VII: As vision care advocates what’s the best way to approach governments to encourage them to integrate vision care into public health systems?
KF: This is an ongoing question. Governments can be reminded of several things:
First, the cost of primary eye care is quite low.
Second, the benefits to society of minimizing the problems that can be treated with primary eye care (particularly uncorrected refractive error) are substantial at both the social and individual levels.
Third, while we often think of eye health as separate from the health of the rest of the body, there are systemic conditions that influence the eye. Providing the opportunity to receive multiple types of care in one place is likely to have a positive impact on all types of care and public health prevention.

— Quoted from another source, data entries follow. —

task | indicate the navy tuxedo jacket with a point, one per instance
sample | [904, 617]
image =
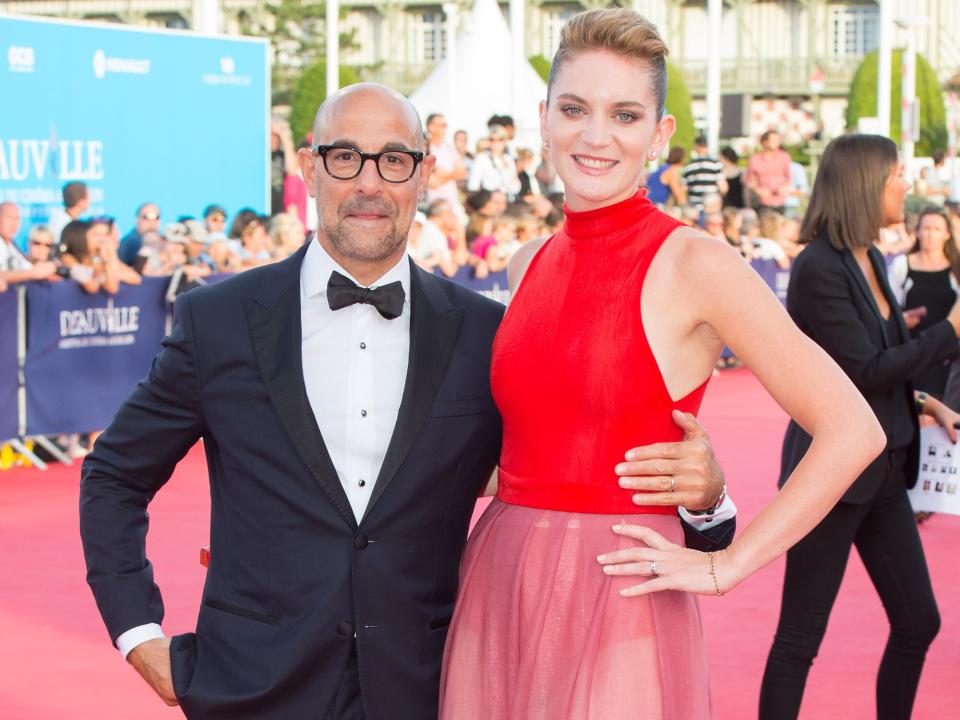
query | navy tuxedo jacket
[293, 577]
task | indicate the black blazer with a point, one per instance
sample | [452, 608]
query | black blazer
[293, 577]
[830, 300]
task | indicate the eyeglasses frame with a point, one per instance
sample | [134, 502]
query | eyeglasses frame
[322, 151]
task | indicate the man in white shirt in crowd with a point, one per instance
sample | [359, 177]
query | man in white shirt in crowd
[14, 266]
[76, 200]
[450, 167]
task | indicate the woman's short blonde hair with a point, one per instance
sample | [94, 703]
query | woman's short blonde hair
[620, 31]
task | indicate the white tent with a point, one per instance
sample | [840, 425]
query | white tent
[480, 82]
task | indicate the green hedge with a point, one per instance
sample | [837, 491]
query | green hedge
[309, 92]
[863, 101]
[678, 101]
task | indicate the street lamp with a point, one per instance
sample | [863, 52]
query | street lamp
[909, 105]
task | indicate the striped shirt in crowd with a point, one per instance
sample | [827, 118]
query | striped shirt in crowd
[701, 175]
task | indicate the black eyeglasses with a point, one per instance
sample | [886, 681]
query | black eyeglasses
[345, 163]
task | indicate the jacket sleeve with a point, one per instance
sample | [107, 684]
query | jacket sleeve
[822, 303]
[154, 428]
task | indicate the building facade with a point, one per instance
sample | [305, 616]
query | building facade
[787, 63]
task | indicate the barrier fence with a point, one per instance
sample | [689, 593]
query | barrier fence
[83, 354]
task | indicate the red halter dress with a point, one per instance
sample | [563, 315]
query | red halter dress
[539, 630]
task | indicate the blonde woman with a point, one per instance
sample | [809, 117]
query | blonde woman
[612, 333]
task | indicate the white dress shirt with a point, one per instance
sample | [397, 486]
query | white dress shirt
[354, 369]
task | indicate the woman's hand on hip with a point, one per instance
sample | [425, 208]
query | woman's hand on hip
[668, 566]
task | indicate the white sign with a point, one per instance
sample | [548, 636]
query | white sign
[938, 482]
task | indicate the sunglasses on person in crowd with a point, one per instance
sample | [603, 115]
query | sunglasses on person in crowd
[345, 163]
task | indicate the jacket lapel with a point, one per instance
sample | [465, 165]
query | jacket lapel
[864, 287]
[880, 268]
[273, 315]
[434, 324]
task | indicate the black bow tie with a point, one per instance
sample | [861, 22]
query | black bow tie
[343, 292]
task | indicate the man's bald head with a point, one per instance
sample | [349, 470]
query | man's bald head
[379, 98]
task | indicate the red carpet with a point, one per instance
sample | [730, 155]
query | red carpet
[57, 663]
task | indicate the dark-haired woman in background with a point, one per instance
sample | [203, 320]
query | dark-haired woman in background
[92, 261]
[925, 283]
[839, 296]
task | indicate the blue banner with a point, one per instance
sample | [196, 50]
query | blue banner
[85, 353]
[8, 365]
[139, 115]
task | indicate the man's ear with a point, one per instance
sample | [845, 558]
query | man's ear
[307, 160]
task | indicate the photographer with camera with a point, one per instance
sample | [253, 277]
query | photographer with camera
[15, 267]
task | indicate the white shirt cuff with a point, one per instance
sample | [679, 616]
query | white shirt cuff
[726, 510]
[136, 636]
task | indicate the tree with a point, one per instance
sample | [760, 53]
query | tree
[863, 100]
[297, 37]
[542, 66]
[678, 105]
[309, 92]
[678, 101]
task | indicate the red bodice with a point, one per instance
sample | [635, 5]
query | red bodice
[573, 375]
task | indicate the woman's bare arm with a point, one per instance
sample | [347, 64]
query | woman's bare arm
[728, 300]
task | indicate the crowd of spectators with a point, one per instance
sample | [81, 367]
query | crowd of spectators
[484, 200]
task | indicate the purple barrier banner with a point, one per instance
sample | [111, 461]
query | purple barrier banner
[8, 365]
[774, 276]
[85, 353]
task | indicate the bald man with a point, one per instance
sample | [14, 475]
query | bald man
[344, 402]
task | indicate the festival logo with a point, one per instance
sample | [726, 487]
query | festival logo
[227, 75]
[21, 59]
[103, 64]
[108, 326]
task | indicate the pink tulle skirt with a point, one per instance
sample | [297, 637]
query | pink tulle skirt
[541, 633]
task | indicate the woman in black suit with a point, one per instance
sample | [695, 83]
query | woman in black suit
[839, 296]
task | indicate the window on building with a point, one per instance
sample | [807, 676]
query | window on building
[854, 30]
[553, 22]
[428, 38]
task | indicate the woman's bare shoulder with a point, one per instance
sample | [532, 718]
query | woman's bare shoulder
[521, 261]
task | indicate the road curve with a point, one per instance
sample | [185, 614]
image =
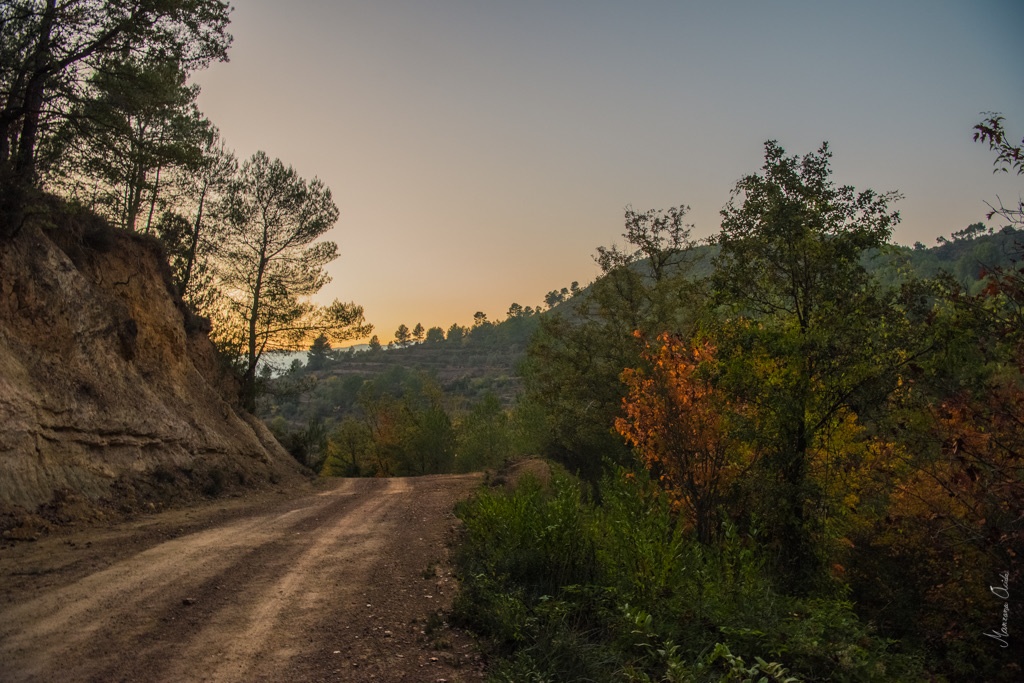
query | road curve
[336, 586]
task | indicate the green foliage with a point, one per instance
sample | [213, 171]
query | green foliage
[273, 262]
[54, 57]
[564, 589]
[574, 360]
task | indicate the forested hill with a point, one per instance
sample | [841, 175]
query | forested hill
[479, 368]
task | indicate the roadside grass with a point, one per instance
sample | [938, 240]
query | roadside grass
[562, 589]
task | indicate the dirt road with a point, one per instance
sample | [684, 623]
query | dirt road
[343, 584]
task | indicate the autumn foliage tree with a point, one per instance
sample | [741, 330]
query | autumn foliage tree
[678, 424]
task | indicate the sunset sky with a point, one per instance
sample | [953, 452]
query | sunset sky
[480, 151]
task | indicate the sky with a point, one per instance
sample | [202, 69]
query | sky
[479, 152]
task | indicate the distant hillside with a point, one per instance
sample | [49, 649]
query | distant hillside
[485, 358]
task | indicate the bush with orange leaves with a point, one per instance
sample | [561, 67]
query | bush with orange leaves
[677, 423]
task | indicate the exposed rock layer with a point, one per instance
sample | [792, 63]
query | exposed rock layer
[110, 391]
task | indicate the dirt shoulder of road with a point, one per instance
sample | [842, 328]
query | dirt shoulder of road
[342, 580]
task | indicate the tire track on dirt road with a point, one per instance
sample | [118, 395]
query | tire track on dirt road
[305, 590]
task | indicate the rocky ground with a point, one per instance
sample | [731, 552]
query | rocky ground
[347, 583]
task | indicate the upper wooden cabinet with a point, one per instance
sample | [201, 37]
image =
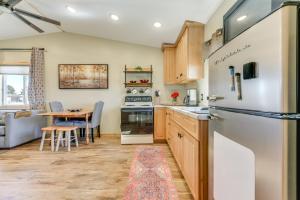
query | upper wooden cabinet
[159, 123]
[169, 65]
[183, 61]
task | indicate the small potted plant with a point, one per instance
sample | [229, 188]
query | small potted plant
[174, 96]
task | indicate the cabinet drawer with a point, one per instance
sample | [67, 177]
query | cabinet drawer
[189, 124]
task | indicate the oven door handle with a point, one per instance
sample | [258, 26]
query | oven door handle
[214, 116]
[136, 110]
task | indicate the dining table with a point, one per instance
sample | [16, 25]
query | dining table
[84, 113]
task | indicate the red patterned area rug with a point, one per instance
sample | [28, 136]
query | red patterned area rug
[150, 177]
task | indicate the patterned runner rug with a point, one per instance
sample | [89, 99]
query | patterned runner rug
[150, 177]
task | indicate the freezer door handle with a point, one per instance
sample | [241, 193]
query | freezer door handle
[214, 116]
[214, 98]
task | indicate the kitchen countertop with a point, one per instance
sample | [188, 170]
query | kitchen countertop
[189, 111]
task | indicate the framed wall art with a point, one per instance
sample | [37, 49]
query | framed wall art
[83, 76]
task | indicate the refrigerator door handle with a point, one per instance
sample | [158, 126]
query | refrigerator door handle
[214, 116]
[214, 98]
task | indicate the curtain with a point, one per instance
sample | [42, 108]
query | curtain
[36, 88]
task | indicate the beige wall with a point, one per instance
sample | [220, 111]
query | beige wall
[72, 48]
[214, 23]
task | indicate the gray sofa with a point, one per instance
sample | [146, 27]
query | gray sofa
[15, 131]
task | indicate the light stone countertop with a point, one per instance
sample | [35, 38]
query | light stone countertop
[189, 111]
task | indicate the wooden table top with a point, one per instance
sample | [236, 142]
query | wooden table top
[67, 113]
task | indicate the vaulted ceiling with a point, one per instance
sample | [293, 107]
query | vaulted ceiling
[92, 17]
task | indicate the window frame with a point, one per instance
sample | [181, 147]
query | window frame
[2, 101]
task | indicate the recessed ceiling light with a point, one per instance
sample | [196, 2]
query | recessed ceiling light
[72, 10]
[157, 24]
[114, 17]
[241, 18]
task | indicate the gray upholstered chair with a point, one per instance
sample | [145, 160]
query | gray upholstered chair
[56, 106]
[95, 120]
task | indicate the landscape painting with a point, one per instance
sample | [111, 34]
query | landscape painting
[83, 76]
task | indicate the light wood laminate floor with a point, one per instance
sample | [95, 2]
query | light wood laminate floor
[95, 171]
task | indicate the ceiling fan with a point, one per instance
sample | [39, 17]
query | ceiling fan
[9, 5]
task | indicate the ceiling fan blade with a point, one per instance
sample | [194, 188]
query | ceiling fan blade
[12, 3]
[29, 14]
[28, 22]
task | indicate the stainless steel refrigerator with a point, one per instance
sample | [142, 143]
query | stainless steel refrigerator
[254, 106]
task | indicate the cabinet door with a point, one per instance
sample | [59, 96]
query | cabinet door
[191, 163]
[169, 65]
[168, 125]
[184, 57]
[179, 148]
[173, 138]
[159, 123]
[178, 61]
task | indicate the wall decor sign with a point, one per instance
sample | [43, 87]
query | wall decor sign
[83, 76]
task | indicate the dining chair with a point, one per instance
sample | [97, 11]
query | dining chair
[95, 120]
[57, 106]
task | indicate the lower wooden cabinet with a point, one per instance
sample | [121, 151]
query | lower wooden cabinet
[191, 163]
[190, 149]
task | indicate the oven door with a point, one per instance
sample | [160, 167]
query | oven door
[136, 121]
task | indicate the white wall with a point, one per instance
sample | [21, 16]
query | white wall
[214, 23]
[75, 49]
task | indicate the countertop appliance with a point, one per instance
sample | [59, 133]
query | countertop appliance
[254, 125]
[191, 98]
[137, 124]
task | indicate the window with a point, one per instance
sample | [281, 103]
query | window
[14, 85]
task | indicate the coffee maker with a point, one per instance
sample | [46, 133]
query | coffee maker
[191, 98]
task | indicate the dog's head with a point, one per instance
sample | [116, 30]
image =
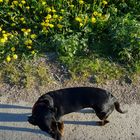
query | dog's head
[43, 114]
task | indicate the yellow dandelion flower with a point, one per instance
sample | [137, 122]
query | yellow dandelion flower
[59, 26]
[53, 10]
[23, 1]
[13, 24]
[47, 21]
[2, 40]
[20, 5]
[48, 16]
[93, 20]
[33, 36]
[81, 2]
[27, 7]
[29, 47]
[22, 19]
[48, 9]
[26, 31]
[3, 32]
[8, 58]
[60, 18]
[81, 24]
[13, 49]
[15, 56]
[104, 2]
[46, 24]
[44, 3]
[15, 2]
[95, 13]
[33, 52]
[51, 25]
[78, 19]
[99, 14]
[62, 10]
[43, 23]
[71, 6]
[27, 42]
[55, 16]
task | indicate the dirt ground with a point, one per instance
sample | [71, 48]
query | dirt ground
[16, 104]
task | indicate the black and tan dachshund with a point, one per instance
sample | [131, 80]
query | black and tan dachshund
[50, 107]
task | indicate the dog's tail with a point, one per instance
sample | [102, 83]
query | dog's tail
[117, 107]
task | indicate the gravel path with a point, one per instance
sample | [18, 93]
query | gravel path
[15, 106]
[78, 126]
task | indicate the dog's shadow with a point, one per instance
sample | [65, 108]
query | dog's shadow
[22, 117]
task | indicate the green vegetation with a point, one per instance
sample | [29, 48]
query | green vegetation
[90, 37]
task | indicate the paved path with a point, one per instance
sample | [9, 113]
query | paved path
[78, 126]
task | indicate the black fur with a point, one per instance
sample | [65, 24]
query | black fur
[50, 107]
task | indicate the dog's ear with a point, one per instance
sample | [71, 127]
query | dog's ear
[53, 109]
[32, 120]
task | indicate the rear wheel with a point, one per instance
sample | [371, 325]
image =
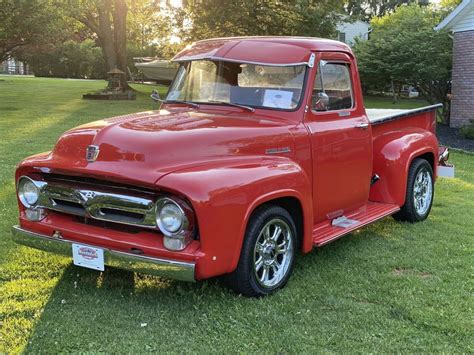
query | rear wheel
[420, 192]
[268, 253]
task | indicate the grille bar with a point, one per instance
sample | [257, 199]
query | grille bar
[98, 204]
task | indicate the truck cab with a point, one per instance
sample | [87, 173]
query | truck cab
[261, 148]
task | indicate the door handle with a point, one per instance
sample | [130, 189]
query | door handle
[363, 125]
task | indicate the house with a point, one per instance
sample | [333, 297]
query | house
[13, 66]
[461, 23]
[347, 32]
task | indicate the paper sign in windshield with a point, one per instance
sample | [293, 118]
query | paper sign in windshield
[278, 98]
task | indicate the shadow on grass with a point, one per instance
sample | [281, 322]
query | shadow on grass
[123, 311]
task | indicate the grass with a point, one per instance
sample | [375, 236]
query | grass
[391, 287]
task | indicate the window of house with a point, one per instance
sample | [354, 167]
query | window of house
[341, 36]
[332, 87]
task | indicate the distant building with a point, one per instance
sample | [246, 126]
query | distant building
[461, 23]
[347, 32]
[12, 66]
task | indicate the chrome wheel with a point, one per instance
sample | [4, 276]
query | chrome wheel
[273, 253]
[422, 191]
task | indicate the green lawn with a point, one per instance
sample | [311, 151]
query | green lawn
[391, 287]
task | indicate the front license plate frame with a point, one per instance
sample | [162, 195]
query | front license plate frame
[88, 257]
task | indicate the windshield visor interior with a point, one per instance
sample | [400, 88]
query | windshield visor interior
[255, 85]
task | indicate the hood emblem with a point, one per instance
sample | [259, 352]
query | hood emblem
[92, 153]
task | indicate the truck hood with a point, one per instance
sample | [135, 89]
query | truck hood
[145, 146]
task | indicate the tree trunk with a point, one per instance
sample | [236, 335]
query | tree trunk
[119, 15]
[105, 34]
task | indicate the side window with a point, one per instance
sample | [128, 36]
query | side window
[332, 87]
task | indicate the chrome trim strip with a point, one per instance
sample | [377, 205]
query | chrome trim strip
[213, 57]
[177, 270]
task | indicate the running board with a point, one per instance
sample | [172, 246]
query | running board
[327, 231]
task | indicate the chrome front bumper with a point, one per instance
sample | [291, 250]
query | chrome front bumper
[177, 270]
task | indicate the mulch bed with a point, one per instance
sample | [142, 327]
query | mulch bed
[452, 138]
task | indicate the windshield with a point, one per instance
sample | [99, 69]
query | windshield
[254, 85]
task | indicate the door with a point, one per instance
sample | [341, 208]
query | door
[341, 140]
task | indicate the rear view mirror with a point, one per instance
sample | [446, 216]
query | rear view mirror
[322, 102]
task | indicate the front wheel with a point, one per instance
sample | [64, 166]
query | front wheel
[420, 192]
[267, 255]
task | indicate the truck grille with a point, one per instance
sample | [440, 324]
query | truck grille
[136, 208]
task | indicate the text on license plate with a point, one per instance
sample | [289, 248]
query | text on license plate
[89, 257]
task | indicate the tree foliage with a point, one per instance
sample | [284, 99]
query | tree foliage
[367, 9]
[404, 48]
[71, 59]
[107, 20]
[221, 18]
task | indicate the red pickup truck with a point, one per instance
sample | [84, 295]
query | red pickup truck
[261, 148]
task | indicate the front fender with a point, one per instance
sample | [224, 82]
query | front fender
[393, 155]
[224, 194]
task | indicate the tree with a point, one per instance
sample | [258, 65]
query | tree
[107, 19]
[221, 18]
[367, 9]
[26, 23]
[405, 49]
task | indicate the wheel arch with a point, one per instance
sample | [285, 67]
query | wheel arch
[394, 152]
[293, 205]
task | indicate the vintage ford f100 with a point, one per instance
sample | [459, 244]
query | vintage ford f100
[261, 148]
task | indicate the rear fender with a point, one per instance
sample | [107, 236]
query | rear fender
[224, 194]
[393, 155]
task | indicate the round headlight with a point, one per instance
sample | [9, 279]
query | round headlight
[28, 192]
[169, 216]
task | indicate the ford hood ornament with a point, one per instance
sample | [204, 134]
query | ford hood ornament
[92, 153]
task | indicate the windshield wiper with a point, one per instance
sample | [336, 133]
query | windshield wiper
[190, 103]
[251, 109]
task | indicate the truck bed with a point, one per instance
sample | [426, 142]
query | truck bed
[377, 116]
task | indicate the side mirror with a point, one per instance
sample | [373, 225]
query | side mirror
[322, 103]
[155, 96]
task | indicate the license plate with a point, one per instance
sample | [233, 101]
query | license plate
[89, 257]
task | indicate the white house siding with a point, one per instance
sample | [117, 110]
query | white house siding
[465, 23]
[352, 30]
[461, 23]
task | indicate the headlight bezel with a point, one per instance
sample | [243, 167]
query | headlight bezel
[22, 181]
[183, 210]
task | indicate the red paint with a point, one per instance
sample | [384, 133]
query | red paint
[215, 157]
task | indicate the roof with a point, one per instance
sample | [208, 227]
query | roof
[261, 50]
[460, 19]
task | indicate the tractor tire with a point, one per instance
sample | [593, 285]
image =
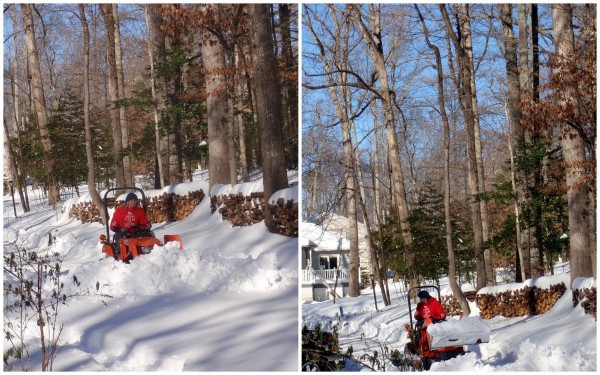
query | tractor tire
[426, 361]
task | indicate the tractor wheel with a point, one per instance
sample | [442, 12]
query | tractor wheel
[310, 367]
[426, 361]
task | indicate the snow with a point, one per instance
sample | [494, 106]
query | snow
[562, 340]
[455, 332]
[227, 302]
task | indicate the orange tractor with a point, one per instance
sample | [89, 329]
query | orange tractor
[423, 349]
[131, 245]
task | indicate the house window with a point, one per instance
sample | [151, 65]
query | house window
[333, 262]
[328, 263]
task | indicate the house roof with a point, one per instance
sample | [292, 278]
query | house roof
[321, 239]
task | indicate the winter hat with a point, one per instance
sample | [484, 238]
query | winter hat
[130, 196]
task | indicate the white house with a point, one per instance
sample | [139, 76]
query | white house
[326, 257]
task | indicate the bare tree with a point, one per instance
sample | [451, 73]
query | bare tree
[213, 56]
[372, 35]
[456, 290]
[113, 90]
[39, 103]
[91, 177]
[463, 83]
[266, 83]
[573, 147]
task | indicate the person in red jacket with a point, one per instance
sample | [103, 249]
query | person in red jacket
[429, 307]
[129, 220]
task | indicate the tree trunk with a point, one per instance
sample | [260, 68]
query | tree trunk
[573, 148]
[373, 37]
[106, 10]
[156, 48]
[214, 62]
[239, 108]
[268, 104]
[513, 109]
[466, 103]
[128, 173]
[18, 169]
[456, 290]
[488, 252]
[291, 90]
[91, 178]
[39, 103]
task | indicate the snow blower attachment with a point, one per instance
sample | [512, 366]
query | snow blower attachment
[438, 341]
[132, 245]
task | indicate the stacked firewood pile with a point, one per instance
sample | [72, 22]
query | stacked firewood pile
[451, 305]
[509, 303]
[172, 207]
[242, 210]
[545, 299]
[587, 298]
[529, 300]
[285, 217]
[163, 208]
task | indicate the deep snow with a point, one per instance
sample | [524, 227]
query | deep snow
[227, 302]
[562, 340]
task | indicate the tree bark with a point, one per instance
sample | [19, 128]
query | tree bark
[466, 103]
[373, 37]
[456, 290]
[91, 177]
[214, 63]
[39, 103]
[128, 173]
[239, 108]
[573, 148]
[156, 48]
[488, 252]
[268, 104]
[106, 10]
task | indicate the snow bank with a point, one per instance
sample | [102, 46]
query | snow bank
[584, 282]
[457, 332]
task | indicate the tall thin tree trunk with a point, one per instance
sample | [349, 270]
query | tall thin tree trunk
[373, 37]
[214, 62]
[268, 105]
[39, 103]
[128, 173]
[155, 48]
[239, 107]
[456, 290]
[488, 252]
[106, 10]
[517, 140]
[18, 168]
[466, 102]
[573, 148]
[91, 177]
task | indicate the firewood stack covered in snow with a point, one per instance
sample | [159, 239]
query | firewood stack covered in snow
[528, 300]
[587, 297]
[162, 208]
[242, 210]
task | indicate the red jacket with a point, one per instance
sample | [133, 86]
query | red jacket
[432, 309]
[125, 217]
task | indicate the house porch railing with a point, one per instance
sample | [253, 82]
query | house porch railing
[310, 276]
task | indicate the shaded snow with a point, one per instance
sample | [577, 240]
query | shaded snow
[227, 302]
[564, 339]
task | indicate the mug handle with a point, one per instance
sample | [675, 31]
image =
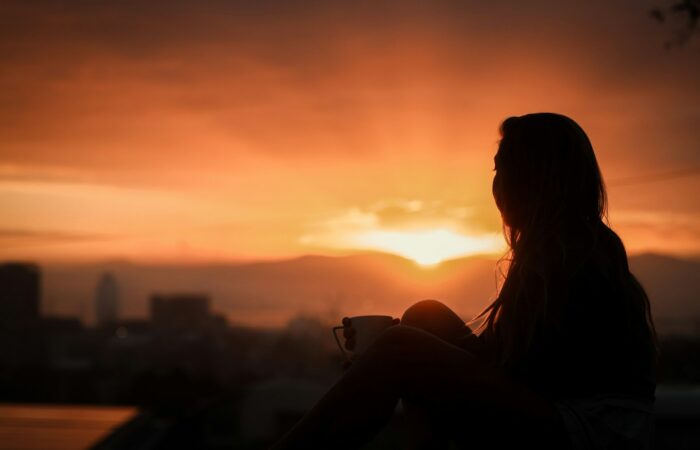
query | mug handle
[337, 341]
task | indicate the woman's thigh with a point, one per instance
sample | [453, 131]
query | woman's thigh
[468, 396]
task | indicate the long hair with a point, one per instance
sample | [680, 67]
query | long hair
[550, 192]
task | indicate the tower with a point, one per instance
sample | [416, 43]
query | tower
[107, 300]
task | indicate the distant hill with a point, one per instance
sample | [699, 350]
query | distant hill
[269, 293]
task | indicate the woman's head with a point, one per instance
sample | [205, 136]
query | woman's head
[547, 176]
[552, 199]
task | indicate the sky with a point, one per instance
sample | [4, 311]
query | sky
[222, 130]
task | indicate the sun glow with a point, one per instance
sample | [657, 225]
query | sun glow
[430, 247]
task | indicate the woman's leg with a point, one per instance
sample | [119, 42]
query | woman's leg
[424, 425]
[409, 362]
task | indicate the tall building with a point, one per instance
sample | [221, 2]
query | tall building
[180, 312]
[107, 300]
[19, 293]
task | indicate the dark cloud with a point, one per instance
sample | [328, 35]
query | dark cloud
[113, 85]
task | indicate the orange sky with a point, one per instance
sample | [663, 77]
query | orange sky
[191, 131]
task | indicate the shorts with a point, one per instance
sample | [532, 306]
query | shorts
[608, 422]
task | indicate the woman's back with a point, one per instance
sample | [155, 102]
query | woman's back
[595, 338]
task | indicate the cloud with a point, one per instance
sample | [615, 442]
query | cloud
[10, 238]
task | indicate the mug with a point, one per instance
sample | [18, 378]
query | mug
[367, 329]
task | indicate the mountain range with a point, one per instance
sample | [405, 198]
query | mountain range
[268, 294]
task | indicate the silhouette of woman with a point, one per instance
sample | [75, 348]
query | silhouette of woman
[564, 357]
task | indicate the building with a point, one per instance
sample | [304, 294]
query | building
[180, 312]
[20, 291]
[107, 300]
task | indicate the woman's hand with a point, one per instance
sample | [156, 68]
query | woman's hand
[349, 334]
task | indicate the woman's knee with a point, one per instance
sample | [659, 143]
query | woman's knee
[434, 317]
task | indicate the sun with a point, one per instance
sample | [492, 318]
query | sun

VII: On a personal note, what concerns do your students bring up about the future when it comes to how to pay for public health interventions (like vision care) going forward?
KF: Students are worried about societies having enough resources for public health and the tradeoffs that we will face, not just between public health and individual well-being, but also between different parts of private health interventions. It almost always comes back to making sure that we have enough money and the apparently increasing costs of care.
VII: What is it about your students, the health and economic leaders of the future, that gives you hope?
KF: Whenever I ask for solutions, students are creative and think outside the box. It is always good to train people to be disruptors. Many of us can be disruptors early in our career because we don’t understand that someone is likely to say that our idea won’t work. We need to remain the type of people who will continue to ask, “Can we try something new?” and put the constraints of “We have always done it this way,” or “No one has ever done it that way,” out of our minds. The Carey Business School’s values include not only unwavering humanity, but boundless curiosity and relentless advancement and our students bring both with them every day.